The Wall Street Journal: Medicaid Cuts Rile Doctors
A plan by Washington state's Medicaid agency to stop paying for certain emergency-room visits is prompting pushback from hospitals and doctors, who say they will be stuck with bills for vital care they often are legally required to provide (Mathews, 2/25).

The Wall Street Journal: Romney Offers Medicare Plan
Republican presidential hopeful Mitt Romney unveiled a plan Friday to increase the Medicare eligibility age and laid out a time line under which the government would offer a new private option for care. Mr. Romney has said he would offer seniors a choice between the traditional fee-for-service government health-care program and a new option to purchase private insurance, with the cost partly supported by the government (Murray and King, 2/25).

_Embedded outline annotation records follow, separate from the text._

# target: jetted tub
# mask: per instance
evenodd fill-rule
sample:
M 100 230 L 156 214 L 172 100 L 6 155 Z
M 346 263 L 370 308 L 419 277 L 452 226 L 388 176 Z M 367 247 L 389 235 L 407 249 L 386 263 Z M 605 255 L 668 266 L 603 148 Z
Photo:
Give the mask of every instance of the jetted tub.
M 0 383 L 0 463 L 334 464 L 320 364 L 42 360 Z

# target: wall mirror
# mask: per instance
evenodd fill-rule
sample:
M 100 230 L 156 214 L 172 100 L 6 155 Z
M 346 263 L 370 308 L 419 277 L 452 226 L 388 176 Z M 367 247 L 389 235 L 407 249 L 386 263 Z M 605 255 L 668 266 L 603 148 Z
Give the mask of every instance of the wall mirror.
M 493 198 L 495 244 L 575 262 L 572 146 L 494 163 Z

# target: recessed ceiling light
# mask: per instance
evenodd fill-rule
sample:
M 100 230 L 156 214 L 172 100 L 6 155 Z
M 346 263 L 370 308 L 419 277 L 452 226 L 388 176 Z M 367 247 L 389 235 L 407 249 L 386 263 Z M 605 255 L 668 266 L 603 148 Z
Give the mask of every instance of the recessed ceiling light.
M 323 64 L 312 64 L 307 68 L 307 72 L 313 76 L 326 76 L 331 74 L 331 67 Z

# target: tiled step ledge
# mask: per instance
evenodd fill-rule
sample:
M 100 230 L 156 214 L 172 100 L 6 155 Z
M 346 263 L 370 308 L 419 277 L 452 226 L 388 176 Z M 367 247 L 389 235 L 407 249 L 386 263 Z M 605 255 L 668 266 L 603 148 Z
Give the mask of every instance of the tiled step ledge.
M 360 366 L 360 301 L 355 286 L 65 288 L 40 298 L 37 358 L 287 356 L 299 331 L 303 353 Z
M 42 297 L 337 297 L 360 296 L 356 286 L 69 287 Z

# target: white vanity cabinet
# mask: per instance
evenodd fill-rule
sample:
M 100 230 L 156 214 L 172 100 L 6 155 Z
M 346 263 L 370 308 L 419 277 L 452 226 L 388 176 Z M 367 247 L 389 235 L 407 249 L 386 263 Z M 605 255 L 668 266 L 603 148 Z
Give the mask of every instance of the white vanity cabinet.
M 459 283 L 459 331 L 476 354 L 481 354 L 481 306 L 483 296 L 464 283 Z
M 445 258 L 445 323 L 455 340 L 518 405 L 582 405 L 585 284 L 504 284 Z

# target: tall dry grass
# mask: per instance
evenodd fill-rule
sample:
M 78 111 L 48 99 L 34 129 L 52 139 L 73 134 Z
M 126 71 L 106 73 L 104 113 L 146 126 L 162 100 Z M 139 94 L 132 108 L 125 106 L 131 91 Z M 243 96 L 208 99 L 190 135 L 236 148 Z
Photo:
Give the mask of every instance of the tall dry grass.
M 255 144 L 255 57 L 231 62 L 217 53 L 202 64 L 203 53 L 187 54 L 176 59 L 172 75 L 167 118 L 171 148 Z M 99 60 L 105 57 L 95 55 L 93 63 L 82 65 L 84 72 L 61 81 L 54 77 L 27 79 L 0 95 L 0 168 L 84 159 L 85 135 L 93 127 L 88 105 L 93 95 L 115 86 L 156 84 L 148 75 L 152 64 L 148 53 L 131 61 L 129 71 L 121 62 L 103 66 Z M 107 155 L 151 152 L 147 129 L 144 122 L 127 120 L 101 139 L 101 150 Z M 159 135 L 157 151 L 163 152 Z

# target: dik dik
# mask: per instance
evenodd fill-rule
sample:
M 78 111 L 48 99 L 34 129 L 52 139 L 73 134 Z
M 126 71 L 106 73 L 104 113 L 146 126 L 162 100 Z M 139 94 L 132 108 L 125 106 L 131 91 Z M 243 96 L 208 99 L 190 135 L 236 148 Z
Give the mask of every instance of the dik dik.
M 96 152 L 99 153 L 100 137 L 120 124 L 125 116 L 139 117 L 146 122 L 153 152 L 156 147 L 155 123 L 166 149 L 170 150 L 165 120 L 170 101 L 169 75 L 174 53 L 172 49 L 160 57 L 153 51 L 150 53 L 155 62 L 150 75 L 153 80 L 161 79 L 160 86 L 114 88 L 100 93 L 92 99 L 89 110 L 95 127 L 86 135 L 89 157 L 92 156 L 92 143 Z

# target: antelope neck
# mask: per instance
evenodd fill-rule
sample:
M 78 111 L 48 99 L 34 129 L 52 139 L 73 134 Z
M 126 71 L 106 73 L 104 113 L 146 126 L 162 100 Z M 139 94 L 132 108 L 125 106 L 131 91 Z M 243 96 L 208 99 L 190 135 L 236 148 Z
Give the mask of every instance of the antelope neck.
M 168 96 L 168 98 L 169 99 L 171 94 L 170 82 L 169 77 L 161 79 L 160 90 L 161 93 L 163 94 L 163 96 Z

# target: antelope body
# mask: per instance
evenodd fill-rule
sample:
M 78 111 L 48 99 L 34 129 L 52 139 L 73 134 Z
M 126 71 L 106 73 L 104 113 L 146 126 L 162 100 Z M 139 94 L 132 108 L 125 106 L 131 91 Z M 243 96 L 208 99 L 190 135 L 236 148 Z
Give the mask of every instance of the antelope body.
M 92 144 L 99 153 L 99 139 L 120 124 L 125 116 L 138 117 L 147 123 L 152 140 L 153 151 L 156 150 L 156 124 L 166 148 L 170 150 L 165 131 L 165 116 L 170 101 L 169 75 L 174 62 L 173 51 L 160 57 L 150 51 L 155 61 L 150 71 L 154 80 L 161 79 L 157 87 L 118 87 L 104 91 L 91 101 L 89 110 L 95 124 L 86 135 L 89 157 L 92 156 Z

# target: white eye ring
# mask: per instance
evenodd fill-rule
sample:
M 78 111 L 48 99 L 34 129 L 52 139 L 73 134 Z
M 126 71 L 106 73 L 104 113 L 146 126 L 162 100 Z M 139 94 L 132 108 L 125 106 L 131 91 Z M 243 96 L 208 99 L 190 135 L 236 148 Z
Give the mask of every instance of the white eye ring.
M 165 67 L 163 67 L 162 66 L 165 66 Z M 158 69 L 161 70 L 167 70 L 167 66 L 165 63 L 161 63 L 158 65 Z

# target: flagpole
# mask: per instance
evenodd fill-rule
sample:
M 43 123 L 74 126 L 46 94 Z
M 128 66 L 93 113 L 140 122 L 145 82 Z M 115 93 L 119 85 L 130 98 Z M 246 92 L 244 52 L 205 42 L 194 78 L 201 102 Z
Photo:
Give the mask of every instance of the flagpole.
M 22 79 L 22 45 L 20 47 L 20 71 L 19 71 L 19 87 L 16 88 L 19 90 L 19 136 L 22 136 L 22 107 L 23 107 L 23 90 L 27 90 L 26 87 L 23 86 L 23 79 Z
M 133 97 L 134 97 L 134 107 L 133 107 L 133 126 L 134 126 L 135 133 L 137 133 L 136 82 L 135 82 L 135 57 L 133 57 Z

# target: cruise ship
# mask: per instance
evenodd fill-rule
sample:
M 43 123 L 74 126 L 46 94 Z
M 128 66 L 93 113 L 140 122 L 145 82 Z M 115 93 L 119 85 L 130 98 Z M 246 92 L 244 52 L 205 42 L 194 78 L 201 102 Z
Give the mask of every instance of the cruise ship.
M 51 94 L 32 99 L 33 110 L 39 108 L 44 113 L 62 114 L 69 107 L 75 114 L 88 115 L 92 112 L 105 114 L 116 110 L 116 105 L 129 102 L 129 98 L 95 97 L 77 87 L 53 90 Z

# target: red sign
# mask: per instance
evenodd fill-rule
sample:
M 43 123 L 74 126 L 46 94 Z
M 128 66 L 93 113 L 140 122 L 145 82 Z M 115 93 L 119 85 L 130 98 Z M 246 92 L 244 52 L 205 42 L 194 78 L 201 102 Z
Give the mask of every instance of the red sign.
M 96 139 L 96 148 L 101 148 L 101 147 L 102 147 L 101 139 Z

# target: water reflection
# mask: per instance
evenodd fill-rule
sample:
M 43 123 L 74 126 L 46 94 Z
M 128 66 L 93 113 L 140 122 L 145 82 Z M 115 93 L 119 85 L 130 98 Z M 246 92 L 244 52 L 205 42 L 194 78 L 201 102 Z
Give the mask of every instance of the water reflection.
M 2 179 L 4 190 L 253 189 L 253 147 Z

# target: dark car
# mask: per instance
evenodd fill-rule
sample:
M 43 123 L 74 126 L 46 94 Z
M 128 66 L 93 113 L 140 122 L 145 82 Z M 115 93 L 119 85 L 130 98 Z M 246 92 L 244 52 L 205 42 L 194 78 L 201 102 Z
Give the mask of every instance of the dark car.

The Wall Street Journal: Romney Hits The Tea Party Notes
Standing before a wall-size American flag in a banquet hall here, Mr. Romney drew cheers from some 500 tea-party supporters Thursday as he touched one chord after another that resonates with the limited-government movement. Programs for the poor, such as Medicaid, should be run by the states, "as the Constitution intended," he said. Federal workers? Mr. Romney won applause by saying he would cut their pay by 10% (White and Nelson, 2/25).

Los Angeles Times: Brown Gets No Promise Of Federal Help For Medi-Cal
Health and Human Services Secretary Kathleen Sebelius on Sunday threw cold water on Gov. Jerry Brown's plan to ask California's poor to contribute to their federally subsidized healthcare — payments the governor has proposed to save the state more than $500 million a year (York, 2/26).

Los Angeles Times: Lawmakers Probe Prime Healthcare Services' Billing Practices
Controversial medical and billing practices by hospital chain Prime Healthcare Services came under scrutiny at a hearing before California lawmakers one day after the company's chief executive abruptly resigned (Terhune, 2/25).

The Washington Post: Virginia Ultrasound Bill Joins Other States' Measures
Virginia officials backed off last week from requiring vaginal ultrasounds before abortions, but state legislators are still expected to pass a bill that mandates abdominal ultrasounds and adds other significant requirements for women seeking abortions (Sun, 2/26).